WTT: Again, how do you differentiate yourself from others that claim these same benefits?
TH: We apply our algorithms to the whole page, and our software intelligently analyzes individual components on the page so that items that have GCR applied in earlier in the process don’t get as much applied downstream, so the page is more homogenous. We generally find that in a shoot-out, we perform better.
WTT: How involved is CGS with industry standards?
TH: We just hired Heath Leutkens, formerly with Time and Quad/Graphics. He is very well respected in the industry, and was the Quality Manager at Time, Inc. Heath joined us six months ago and is very, very active in all of the industry standards committees and bodies, including ICC, the Ghent Workgroup, the Print Properties Committee, GRACoL, FOGRA, ERA, etc. Our products are designed to comply with those standards. It is essential from our point of view. And his sitting on these committees is our way of giving back to the industry to promulgate those standards throughout the world.
WTT: Aside from taking your solutions upstream, what other market opportunities do you see?
TH: As we look to market growth in the future, China represents a big growth opportunity for any company, and especially for us because of our multinational capabilities. Plus the fact that this year with the Beijing Olympics, there will be a lot of focus on the Chinese market. Although there is a feeling that standards are somewhat lower there, that is not our feeling at all. Packaging in China is a big opportunity for us and that is where virtual and remote proofing come in.

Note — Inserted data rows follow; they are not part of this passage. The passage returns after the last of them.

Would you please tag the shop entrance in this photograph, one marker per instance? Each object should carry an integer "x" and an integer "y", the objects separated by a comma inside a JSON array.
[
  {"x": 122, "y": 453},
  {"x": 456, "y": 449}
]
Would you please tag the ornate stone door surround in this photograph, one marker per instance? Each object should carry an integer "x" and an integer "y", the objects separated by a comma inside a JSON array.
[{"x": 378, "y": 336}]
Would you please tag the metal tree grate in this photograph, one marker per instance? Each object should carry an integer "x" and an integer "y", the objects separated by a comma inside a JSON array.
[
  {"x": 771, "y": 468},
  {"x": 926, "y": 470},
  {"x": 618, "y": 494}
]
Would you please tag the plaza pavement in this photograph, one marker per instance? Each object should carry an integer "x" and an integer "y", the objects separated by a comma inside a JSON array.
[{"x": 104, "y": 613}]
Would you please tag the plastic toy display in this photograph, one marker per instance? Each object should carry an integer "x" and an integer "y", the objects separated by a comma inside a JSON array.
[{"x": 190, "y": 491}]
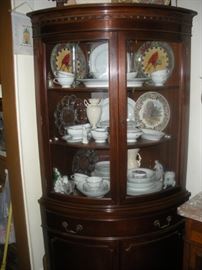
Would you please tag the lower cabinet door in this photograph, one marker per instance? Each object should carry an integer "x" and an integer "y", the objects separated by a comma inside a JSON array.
[
  {"x": 80, "y": 254},
  {"x": 164, "y": 253}
]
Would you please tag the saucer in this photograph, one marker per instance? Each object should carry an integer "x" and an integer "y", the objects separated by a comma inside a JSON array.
[
  {"x": 94, "y": 193},
  {"x": 74, "y": 140},
  {"x": 157, "y": 186}
]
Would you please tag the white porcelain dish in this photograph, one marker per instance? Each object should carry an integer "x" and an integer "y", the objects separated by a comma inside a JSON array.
[
  {"x": 98, "y": 61},
  {"x": 140, "y": 186},
  {"x": 132, "y": 136},
  {"x": 95, "y": 83},
  {"x": 136, "y": 82},
  {"x": 140, "y": 175},
  {"x": 105, "y": 110},
  {"x": 152, "y": 111},
  {"x": 94, "y": 193},
  {"x": 157, "y": 186},
  {"x": 152, "y": 135}
]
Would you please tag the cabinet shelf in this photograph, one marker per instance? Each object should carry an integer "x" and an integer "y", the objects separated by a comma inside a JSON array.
[
  {"x": 116, "y": 42},
  {"x": 92, "y": 145}
]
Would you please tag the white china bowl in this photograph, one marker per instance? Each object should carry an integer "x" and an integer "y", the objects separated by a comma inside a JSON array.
[
  {"x": 132, "y": 136},
  {"x": 159, "y": 77},
  {"x": 99, "y": 136},
  {"x": 102, "y": 168},
  {"x": 61, "y": 73},
  {"x": 141, "y": 175},
  {"x": 79, "y": 177},
  {"x": 151, "y": 134},
  {"x": 77, "y": 130},
  {"x": 131, "y": 75},
  {"x": 94, "y": 182},
  {"x": 65, "y": 82}
]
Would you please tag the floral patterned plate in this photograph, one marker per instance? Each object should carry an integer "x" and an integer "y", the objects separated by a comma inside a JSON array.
[
  {"x": 152, "y": 111},
  {"x": 153, "y": 56},
  {"x": 62, "y": 58},
  {"x": 70, "y": 110}
]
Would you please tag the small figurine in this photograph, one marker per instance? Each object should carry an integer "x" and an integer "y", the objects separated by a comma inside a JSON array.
[
  {"x": 61, "y": 183},
  {"x": 159, "y": 170},
  {"x": 169, "y": 179},
  {"x": 85, "y": 136}
]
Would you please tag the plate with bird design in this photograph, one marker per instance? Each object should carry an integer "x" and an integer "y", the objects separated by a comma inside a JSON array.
[
  {"x": 153, "y": 56},
  {"x": 152, "y": 111},
  {"x": 70, "y": 58}
]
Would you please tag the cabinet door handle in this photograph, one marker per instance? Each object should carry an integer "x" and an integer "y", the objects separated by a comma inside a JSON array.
[
  {"x": 157, "y": 223},
  {"x": 77, "y": 229}
]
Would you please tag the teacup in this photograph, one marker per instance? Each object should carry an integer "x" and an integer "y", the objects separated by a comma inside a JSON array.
[
  {"x": 65, "y": 82},
  {"x": 99, "y": 136},
  {"x": 61, "y": 73},
  {"x": 131, "y": 75},
  {"x": 159, "y": 77},
  {"x": 79, "y": 177},
  {"x": 94, "y": 183}
]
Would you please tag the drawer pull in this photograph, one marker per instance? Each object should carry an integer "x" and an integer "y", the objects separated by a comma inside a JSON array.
[
  {"x": 78, "y": 228},
  {"x": 158, "y": 224}
]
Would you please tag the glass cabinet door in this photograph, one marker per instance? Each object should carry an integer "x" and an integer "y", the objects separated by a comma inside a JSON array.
[
  {"x": 79, "y": 119},
  {"x": 151, "y": 131}
]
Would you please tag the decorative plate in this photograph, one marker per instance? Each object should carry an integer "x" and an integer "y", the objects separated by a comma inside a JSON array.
[
  {"x": 84, "y": 161},
  {"x": 99, "y": 61},
  {"x": 96, "y": 194},
  {"x": 95, "y": 83},
  {"x": 153, "y": 56},
  {"x": 152, "y": 111},
  {"x": 105, "y": 110},
  {"x": 157, "y": 186},
  {"x": 62, "y": 58},
  {"x": 70, "y": 110}
]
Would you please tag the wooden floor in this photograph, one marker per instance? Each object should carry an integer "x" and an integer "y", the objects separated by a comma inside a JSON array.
[{"x": 11, "y": 262}]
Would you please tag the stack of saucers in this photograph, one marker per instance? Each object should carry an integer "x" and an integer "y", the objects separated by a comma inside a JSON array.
[
  {"x": 102, "y": 168},
  {"x": 142, "y": 181},
  {"x": 94, "y": 186}
]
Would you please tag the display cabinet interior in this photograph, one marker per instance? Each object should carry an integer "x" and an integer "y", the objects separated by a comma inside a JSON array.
[{"x": 112, "y": 95}]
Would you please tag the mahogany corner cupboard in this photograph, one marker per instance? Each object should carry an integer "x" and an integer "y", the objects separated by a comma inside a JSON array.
[{"x": 112, "y": 92}]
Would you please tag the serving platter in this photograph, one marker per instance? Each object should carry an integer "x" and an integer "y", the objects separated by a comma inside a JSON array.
[
  {"x": 153, "y": 56},
  {"x": 152, "y": 110}
]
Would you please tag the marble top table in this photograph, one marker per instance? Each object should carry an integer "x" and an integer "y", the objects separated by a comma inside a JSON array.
[{"x": 192, "y": 209}]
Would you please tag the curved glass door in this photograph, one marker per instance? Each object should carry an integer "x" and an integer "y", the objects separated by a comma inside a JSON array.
[
  {"x": 79, "y": 118},
  {"x": 151, "y": 76}
]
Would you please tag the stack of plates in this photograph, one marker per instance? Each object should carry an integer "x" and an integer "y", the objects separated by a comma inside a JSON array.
[
  {"x": 98, "y": 193},
  {"x": 142, "y": 181},
  {"x": 102, "y": 168}
]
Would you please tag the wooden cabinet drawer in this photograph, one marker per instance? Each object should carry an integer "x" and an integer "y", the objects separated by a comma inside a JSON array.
[{"x": 111, "y": 227}]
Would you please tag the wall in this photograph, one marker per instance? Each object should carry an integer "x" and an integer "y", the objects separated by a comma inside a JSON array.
[
  {"x": 194, "y": 168},
  {"x": 28, "y": 143},
  {"x": 28, "y": 137}
]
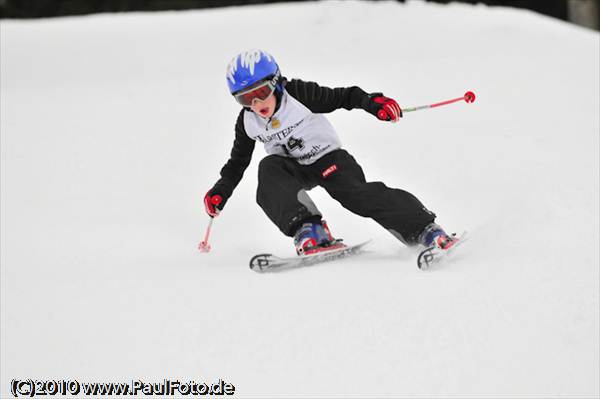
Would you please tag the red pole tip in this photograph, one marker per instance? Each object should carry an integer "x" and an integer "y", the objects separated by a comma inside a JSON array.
[{"x": 469, "y": 97}]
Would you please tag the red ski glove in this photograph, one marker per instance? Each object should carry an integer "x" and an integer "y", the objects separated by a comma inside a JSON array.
[
  {"x": 212, "y": 202},
  {"x": 384, "y": 108}
]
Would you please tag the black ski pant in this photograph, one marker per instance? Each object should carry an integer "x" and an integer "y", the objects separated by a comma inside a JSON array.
[{"x": 282, "y": 186}]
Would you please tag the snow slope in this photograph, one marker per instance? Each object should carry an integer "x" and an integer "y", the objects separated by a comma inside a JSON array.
[{"x": 114, "y": 126}]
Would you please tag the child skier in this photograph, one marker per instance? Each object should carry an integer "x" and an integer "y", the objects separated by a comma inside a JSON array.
[{"x": 305, "y": 151}]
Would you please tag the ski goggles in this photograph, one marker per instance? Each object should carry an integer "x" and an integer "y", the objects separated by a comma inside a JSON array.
[{"x": 261, "y": 92}]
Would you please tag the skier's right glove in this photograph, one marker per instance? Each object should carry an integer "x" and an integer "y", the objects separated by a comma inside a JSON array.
[
  {"x": 213, "y": 203},
  {"x": 384, "y": 108}
]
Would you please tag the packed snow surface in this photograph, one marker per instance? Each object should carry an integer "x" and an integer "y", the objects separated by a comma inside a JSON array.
[{"x": 114, "y": 126}]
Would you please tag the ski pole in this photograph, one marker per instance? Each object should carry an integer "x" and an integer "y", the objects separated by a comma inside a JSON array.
[
  {"x": 469, "y": 97},
  {"x": 204, "y": 246}
]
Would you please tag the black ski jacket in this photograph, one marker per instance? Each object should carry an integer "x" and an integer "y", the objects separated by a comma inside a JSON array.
[{"x": 318, "y": 99}]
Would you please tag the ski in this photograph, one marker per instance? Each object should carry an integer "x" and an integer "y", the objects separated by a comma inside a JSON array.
[
  {"x": 433, "y": 255},
  {"x": 268, "y": 262}
]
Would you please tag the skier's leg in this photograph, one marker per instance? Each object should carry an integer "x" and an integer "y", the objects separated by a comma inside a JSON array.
[
  {"x": 397, "y": 210},
  {"x": 281, "y": 193}
]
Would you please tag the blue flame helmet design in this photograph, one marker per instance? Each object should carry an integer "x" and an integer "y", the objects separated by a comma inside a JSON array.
[{"x": 251, "y": 67}]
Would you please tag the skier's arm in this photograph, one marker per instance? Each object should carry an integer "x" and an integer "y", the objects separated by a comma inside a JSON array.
[
  {"x": 321, "y": 99},
  {"x": 232, "y": 172}
]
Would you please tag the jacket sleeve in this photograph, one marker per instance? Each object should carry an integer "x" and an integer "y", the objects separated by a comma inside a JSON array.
[
  {"x": 321, "y": 99},
  {"x": 241, "y": 155}
]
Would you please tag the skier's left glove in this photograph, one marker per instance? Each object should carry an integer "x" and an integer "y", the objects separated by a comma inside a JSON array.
[
  {"x": 213, "y": 203},
  {"x": 384, "y": 108}
]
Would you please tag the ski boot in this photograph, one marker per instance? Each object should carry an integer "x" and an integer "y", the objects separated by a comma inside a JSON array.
[
  {"x": 437, "y": 244},
  {"x": 435, "y": 236},
  {"x": 315, "y": 237}
]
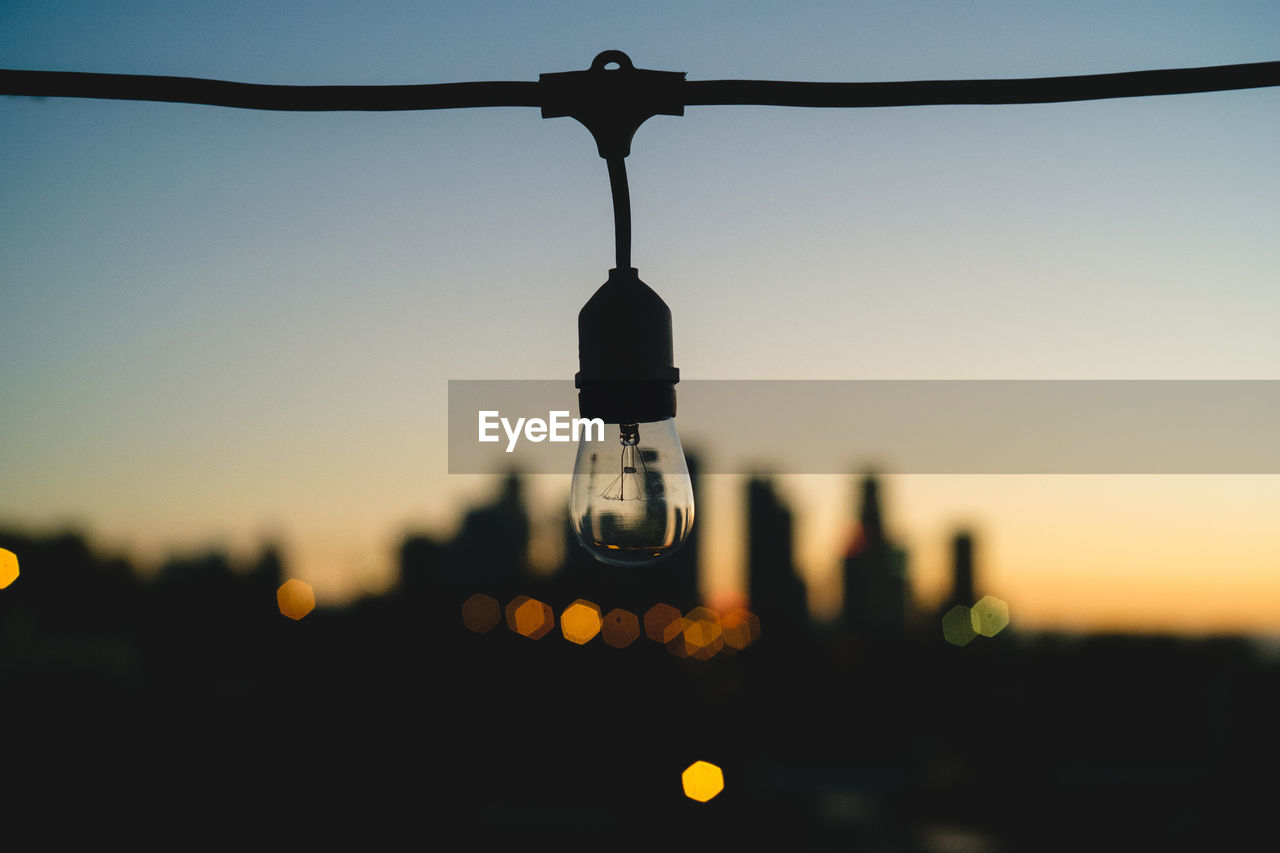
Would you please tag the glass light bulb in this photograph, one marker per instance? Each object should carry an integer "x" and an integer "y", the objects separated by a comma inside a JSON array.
[{"x": 632, "y": 501}]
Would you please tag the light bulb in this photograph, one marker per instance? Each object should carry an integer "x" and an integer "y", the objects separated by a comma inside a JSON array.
[{"x": 631, "y": 500}]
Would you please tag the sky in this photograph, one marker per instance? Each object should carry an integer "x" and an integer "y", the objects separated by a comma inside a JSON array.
[{"x": 220, "y": 327}]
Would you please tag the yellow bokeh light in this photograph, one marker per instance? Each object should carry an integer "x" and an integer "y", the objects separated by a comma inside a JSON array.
[
  {"x": 8, "y": 568},
  {"x": 621, "y": 628},
  {"x": 580, "y": 621},
  {"x": 958, "y": 625},
  {"x": 296, "y": 598},
  {"x": 530, "y": 617},
  {"x": 702, "y": 780},
  {"x": 990, "y": 616},
  {"x": 481, "y": 612}
]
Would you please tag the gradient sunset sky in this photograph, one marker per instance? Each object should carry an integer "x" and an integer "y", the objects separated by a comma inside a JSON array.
[{"x": 223, "y": 325}]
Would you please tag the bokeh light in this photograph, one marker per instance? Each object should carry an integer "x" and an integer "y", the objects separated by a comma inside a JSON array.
[
  {"x": 296, "y": 598},
  {"x": 530, "y": 617},
  {"x": 621, "y": 628},
  {"x": 990, "y": 616},
  {"x": 8, "y": 568},
  {"x": 958, "y": 625},
  {"x": 580, "y": 621},
  {"x": 702, "y": 780},
  {"x": 740, "y": 628},
  {"x": 657, "y": 620},
  {"x": 481, "y": 612},
  {"x": 702, "y": 634}
]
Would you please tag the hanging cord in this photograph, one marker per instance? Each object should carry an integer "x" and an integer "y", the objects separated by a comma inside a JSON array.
[{"x": 621, "y": 211}]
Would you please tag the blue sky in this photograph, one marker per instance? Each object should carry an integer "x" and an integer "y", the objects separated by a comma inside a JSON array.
[{"x": 224, "y": 324}]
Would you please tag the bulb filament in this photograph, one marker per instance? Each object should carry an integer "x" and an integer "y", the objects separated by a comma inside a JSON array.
[{"x": 632, "y": 482}]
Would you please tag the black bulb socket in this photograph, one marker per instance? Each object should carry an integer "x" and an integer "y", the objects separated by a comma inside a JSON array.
[{"x": 625, "y": 354}]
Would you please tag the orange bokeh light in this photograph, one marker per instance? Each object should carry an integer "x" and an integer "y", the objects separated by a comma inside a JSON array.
[
  {"x": 740, "y": 628},
  {"x": 8, "y": 568},
  {"x": 621, "y": 628},
  {"x": 296, "y": 598},
  {"x": 657, "y": 620},
  {"x": 481, "y": 612},
  {"x": 580, "y": 621},
  {"x": 702, "y": 634},
  {"x": 530, "y": 617},
  {"x": 702, "y": 780}
]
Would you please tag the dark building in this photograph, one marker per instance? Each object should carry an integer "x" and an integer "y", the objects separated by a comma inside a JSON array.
[
  {"x": 961, "y": 573},
  {"x": 776, "y": 592},
  {"x": 877, "y": 591}
]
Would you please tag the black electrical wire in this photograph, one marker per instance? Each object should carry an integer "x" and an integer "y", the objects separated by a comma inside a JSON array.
[
  {"x": 621, "y": 211},
  {"x": 1034, "y": 90},
  {"x": 432, "y": 96},
  {"x": 259, "y": 96}
]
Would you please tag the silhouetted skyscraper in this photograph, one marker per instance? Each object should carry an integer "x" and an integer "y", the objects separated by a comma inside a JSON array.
[
  {"x": 777, "y": 593},
  {"x": 961, "y": 573},
  {"x": 876, "y": 582},
  {"x": 490, "y": 550}
]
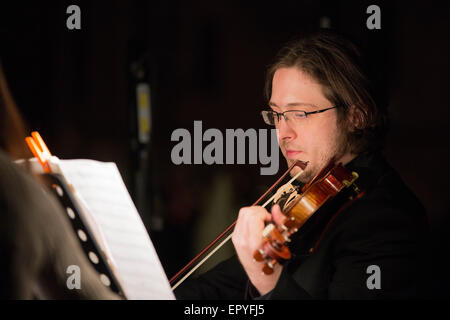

WTT: What about drupa? What can we expect to see from CGS there?
TH: I will give you a little taste. One of the ways to further the acceptance of color management, proofing, ink saving and press matching is to make the software go to the client, making it a real web-based environment for all of our products. So we will be showing a web-based client/server kind of structure for our product line. There will be more details as we get closer to drupa, but that will be our general direction. We will have a double decker booth, an amazing presence, and will be in Hall 8bA40.